When you are enlisting in the Military one of the Benefits that you have available to you is a retirement supportive government savings plan. This plan is called the Thrift Savings plan, and it is one that is specifically designed for Servicemembers to use and benefit from. Congress and the United States Government created it for members of the Armed Forces of the United States. The TSP program has several million investors, and is a strong government insured type of savings program that can be very lucrative to participate in. As of the month of July 2007, the Federal Thrift Savings plan had over 224 billion dollars in assets with nearly 3.77 million individual and group investors.
The Thrift Savings Plan is a contribution defined plan that is ran by the Federal Retirement Thrift Investment Board. The actual operation of the TSP plan is much like the civilian 401 (k) type retirement savings plan. The actual benefits for the investor from the Thrift Savings plan depends on how much the individual devotes of their paycheck or income, and how much of that amount is matched by the agency or service that the individual belongs to.
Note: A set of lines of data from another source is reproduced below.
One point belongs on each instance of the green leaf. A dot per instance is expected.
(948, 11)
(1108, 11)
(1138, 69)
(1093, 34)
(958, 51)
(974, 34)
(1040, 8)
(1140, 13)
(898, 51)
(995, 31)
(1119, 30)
The nice part about the Thrift Savings Plan is the military service or the Federal Government will make matching and automatic type contributions to the individual’s savings plan based on the rules and the amount of the employee contribution. The more that the individual contributes, up to a certain level, the greater is the contribution of the government toward the individuals savings account. The amount that is the maximum is not limited by the TSP or your service, but rather by the IRS. You can contribute any amount of your basic pay to the TSP, and it has tax-deferred advantages to it. But the IRS caps the amount that is available to receive matching funds at 5%.
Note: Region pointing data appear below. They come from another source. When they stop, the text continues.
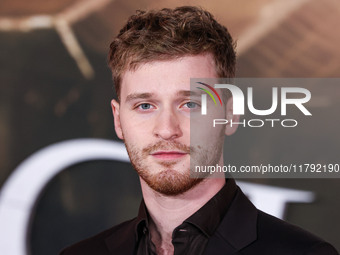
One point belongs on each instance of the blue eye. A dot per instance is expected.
(145, 106)
(191, 105)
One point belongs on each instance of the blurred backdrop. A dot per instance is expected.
(55, 86)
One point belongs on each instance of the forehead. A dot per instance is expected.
(167, 77)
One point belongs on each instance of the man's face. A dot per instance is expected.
(153, 118)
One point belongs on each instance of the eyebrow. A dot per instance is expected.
(147, 95)
(188, 93)
(138, 96)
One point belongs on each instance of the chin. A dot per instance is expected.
(170, 182)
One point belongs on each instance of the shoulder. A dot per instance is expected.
(279, 237)
(100, 243)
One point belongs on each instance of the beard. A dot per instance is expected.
(166, 179)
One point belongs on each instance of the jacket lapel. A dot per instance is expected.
(123, 243)
(237, 229)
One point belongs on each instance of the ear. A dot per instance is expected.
(116, 117)
(229, 130)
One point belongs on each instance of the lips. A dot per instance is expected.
(168, 155)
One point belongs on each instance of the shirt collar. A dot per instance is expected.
(207, 218)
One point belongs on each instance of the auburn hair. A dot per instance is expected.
(168, 34)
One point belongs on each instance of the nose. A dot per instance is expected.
(167, 125)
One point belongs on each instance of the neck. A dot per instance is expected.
(168, 212)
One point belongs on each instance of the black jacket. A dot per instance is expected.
(243, 231)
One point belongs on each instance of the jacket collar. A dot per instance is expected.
(238, 228)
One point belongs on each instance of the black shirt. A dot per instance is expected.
(191, 237)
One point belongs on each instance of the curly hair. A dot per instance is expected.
(168, 34)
The bank handles the record keeping for the TSP or savings institution that your Thrift Savings plan is kept with. You do not have to worry about any of the record keeping; it is all done for you. The Thrift Savings plan is a great way to save for retirement, and the savings account is tax deferred, when you retire you will likely move into a different, normally lower tax bracket, and it is when you retire and begin to receive benefits from the TSP that you will have to pay taxes on the account not before.